Stop the BULLy: Behind the Scenes of MVHS leadership’s bullying prevention day

A deeper look into the intentions behind anti-bullying day


Lakshanyaa Ganesh

On Wednesday, Oct. 24, MVHS celebrated Unity Day, also known as Anti-Bullying Day. Waves of students sporting orange t-shirts and wristbands could be seen around the school in support of victims of bullying, as well as notes and decorations promoting a message of love and solidarity within the student body.

Junior and class officer Sonia Singh helps students wear orange wristbands that signify solidarity and support of victims of bullying.

Junior and class secretary Sonia Singh attests that the Leadership class’ intentions behind the Anti-bullying Day activities were centered around raising awareness about the different kinds of stigmas surrounding bullying, as well as showing support by standing in unity with any victims at MVHS.

“[We want to] not only raise awareness but also stand with the victims of bullying and spread positivity so that we can all be united with them,” Singh said. “That’s kind of the action that we’re taking, not to attack the bullies and try to eliminate the problem, but rather help the victims and try to be the solution instead.”

Singh mentions how it was difficult to narrow down the activities MVHS students could participate in to focus on the theme of bullying prevention.

“Originally, a lot of the activities we wanted to do were wellness based,” Singh said. “So we did some more research on the official website [for anti-bullying day] and came up with these activities to spread messages of positivity and raise awareness on what bullying is and how we can combat it.”

Sophomore and Bull Spirit commissioner Kira Israni listed the activities that students could partake in: wearing orange clothes and wristbands in order to signify unity and solidarity, writing nice messages on post-it notes in the MVHS rally court for other students to pick up and hugging El Toro, the MVHS bull. The class officers also handed out flyers that provided different resources that victims of bullying could use to reach out for help.
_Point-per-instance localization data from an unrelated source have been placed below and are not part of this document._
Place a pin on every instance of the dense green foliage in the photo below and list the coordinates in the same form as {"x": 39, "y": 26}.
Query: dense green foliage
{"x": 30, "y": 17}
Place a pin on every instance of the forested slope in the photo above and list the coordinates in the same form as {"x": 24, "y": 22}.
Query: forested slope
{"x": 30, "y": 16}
The flyer that leadership students handed out during Anti-bullying day provided potential victims of bullying resources to help them seek help.
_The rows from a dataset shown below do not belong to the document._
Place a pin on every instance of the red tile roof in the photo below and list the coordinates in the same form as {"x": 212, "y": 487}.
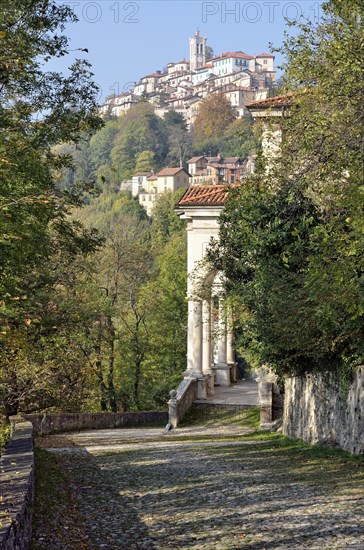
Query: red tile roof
{"x": 205, "y": 195}
{"x": 195, "y": 159}
{"x": 239, "y": 55}
{"x": 171, "y": 171}
{"x": 277, "y": 101}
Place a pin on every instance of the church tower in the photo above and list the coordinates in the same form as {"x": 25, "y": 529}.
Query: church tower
{"x": 197, "y": 51}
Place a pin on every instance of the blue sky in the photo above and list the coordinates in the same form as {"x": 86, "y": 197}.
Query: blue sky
{"x": 127, "y": 40}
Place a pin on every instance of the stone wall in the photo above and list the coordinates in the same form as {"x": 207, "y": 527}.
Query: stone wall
{"x": 44, "y": 424}
{"x": 181, "y": 401}
{"x": 17, "y": 487}
{"x": 317, "y": 410}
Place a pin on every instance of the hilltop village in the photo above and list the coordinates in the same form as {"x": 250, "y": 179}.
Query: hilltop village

“We [as a leadership class] wanted to bring awareness to bullying because it does happen [at MVHS], unfortunately,.” Israni said. “We wanted to prevent people from bullying others because sometimes even the smallest things people say can negatively impact someone.”

Many students, like sophomore Navya Rao, didn’t participate in the Anti-Bullying Day activities, but did recognize their importance to the MVHS community.
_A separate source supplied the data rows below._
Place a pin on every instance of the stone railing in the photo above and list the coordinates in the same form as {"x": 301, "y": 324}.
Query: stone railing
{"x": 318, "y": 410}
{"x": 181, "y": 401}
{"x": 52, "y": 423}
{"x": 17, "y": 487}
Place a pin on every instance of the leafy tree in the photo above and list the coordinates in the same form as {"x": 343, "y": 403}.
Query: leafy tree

“I definitely saw a lot of people wearing orange and showing their support and I thought that was great,” Rao said. “It shows that everyone in our school community is really supportive of victims of bullying and of people in need.”

She, like many other MVHS students, originally didn’t know what change the activities could enact and was confused as to why they were in place. She later recognized that a lot of the activities were to spread awareness about the prevalence of bullying as opposed to combating the issue directly.  

Singh acknowledges that while awareness is not the same as action, spreading awareness was the most important thing.

“The thing about bullying is that it’s a really complex issue,” Singh said. “You can’t just wave a magic wand around and solve bullying; it’s a long and complicated process. I think that the most that we can do as a Leadership class is begin with awareness. Without awareness, you can’t go any farther than that.”

Rao believes that bullying can occur anywhere, even in the progressive and accepting environment at MVHS.

Sophomore Vivian Jiang picks up one of the many post it notes with encouraging, positive messages written on them.

“I think a lot of people [at MVHS] kind of judge each other and make fun of each other because of grades, and a lot of times it’s unintentional but it comes across as negative and hurtful,” Rao said. “I definitely think we should keep [celebrating Anti-Bullying Day] because it makes everyone more aware of issues that happen in our own school a lot, but are pushed under the rug most of the time.”

Israni and Singh both hope that MVHS students take a lot away from Anti-Bullying Day and recognize that even the smallest actions can make a big difference. They hope that the day helped students become more aware of the power of their words and actions. They also hope that the Leadership class’ original intent of spreading positivity and messages of bullying prevention was well-received.  

“It’s never too late to make our campus more amazing,” Israni said. “We can always find ways to improve it more. We don’t really know what’s happening in everyone’s life so judging people based on what they say and what they do isn’t helping anyone, and [hopefully] Anti-Bullying Day helped students recognize that it’s never too late to make another friend.”